独自の視点でアイドルを見つめる漫画家でコラムニストの辛酸なめ子さん。中学生だった'80年代後半から、アイドルに興味を持つように。
「南野陽子、中森明菜、のりピー(酒井法子)などが好きでしたね。南野陽子は『スケバン刑事II』を見て以来、曲も気に入ってCDをレンタルしては、録音していました。当時はカラオケボックスができ始めたころで、『楽園のDoor』や『話しかけたかった』をよく歌っていましたね」
女子校育ちで周りに男性がおらず、どちらかというと女性アイドルに感情移入していた辛酸さんが惹かれるのは、「強い意志を感じるようなアイドル」だそう。
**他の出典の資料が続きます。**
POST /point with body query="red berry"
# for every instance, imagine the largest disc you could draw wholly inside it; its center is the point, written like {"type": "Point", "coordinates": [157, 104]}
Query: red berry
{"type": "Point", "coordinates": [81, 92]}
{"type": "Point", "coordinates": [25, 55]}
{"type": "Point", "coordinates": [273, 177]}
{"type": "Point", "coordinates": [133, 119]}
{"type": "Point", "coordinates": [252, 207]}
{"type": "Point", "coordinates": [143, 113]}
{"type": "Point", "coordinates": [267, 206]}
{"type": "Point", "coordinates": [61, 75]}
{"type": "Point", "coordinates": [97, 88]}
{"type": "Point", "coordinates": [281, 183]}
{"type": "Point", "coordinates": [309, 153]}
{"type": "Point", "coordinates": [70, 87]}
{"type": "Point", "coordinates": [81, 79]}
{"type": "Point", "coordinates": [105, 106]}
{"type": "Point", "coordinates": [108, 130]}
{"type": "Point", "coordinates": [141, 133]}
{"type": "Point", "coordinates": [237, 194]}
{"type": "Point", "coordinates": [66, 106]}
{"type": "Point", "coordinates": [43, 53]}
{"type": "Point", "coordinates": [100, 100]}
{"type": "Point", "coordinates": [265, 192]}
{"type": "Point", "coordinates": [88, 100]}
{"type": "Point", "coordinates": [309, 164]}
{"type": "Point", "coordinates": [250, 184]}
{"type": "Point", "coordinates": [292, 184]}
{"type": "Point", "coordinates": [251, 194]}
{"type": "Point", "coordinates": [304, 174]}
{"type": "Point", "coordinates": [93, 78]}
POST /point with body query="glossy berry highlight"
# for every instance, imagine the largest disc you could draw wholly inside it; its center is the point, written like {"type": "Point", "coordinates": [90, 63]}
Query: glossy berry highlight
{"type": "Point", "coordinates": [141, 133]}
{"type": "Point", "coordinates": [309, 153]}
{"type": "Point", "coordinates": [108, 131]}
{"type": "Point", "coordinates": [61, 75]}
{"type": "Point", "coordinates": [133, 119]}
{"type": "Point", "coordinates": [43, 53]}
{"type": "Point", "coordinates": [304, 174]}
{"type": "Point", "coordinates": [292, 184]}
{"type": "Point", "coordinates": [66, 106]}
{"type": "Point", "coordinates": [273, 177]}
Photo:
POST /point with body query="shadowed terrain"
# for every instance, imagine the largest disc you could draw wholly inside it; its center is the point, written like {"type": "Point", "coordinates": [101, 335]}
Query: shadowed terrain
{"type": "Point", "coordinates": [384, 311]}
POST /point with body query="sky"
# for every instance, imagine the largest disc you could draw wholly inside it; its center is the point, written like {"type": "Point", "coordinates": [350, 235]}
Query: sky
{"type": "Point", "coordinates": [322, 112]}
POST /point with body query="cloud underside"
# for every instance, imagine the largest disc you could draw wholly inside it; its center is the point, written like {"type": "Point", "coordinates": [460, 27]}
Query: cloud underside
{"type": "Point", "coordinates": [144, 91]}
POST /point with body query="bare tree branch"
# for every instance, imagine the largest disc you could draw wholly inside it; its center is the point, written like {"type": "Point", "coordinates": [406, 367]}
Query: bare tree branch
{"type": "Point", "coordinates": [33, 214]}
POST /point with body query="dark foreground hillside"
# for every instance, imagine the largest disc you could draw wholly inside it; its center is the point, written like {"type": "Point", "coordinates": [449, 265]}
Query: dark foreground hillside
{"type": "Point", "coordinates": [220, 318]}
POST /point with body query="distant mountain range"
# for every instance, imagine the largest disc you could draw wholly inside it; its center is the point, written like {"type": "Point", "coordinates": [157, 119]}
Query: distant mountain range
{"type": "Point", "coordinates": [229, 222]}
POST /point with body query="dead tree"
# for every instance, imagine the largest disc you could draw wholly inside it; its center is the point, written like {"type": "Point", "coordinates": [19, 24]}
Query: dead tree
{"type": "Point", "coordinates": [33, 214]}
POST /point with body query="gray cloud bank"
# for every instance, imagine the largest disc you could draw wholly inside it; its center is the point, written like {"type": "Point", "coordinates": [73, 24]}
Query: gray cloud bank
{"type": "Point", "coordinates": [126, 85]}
「南野さんが『オーラの泉』に出演しているのを見たとき“彼女の背後霊には武将がついていて、いつも怒りを感じている”と言われていた。“お嬢様だけど強気”という存在に憧れていたんでしょうね」
'90年代は宮沢りえにハマり、切り抜きも持ち歩いた。
「透明感が好き。日本人の美しさがありながらハーフのよさもあるんです。当時、写真を眺めては“こういう顔に生まれたかった”と願ったものです(笑)」
その後もSPEEDをはじめ数々のアイドルにハマったが今となっては、アイドルとして正統派だったのは松浦亜弥までだと分析。
「昔のアイドルは夢が保たれ神格化されていました。パフェが好きとか、お菓子作りが趣味とか。それが許され幻想を抱けたのは松浦亜弥までで、今は夢を持たせてくれる人がいないですね。私はゴシップに関しては寛容なほうですが、ネットでアイドルの名前を検索すると、予測変換で“枕営業” “整形”といった言葉が出てくる。読んでしまうと憧れが薄らいでしまう」
辛酸さんにとって、アイドルとは?
「心に残る曲を出していること、可愛いこと。やはりある程度以上の容姿が必要。それから生活感や、現実味を感じさせないこと。昔よく言われた“アイドルはおならもしない”という感じですね。なのに最近はイベントで“ちょっとおしっこしてくるから待っててね”と言うグラビアアイドルがいたり、“アンダーヘアを整えた”なんて暴露しちゃう子がいたり。アイドルとして考えられないです」
そういった意味から、真のアイドルは「佳子さまではないか」と語る。
「佳子さまはどんどん愛らしくなってらして、ファッションも攻めてらっしゃる。ダンスをやられるなど身体表現もなさいますから、見せ方をわかってらっしゃるのかも。そして私生活が見えないことから生まれる神秘性。今やアイドルという存在は、皇室やロイヤルファミリーなどに求める以外にないのかもしれませんね」
<プロフィール>
辛酸なめ子◎漫画家・コラムニスト。アイドルに関するコラム・エッセイを多数執筆。著書に『アイドル万華鏡』(河出書房新社)など。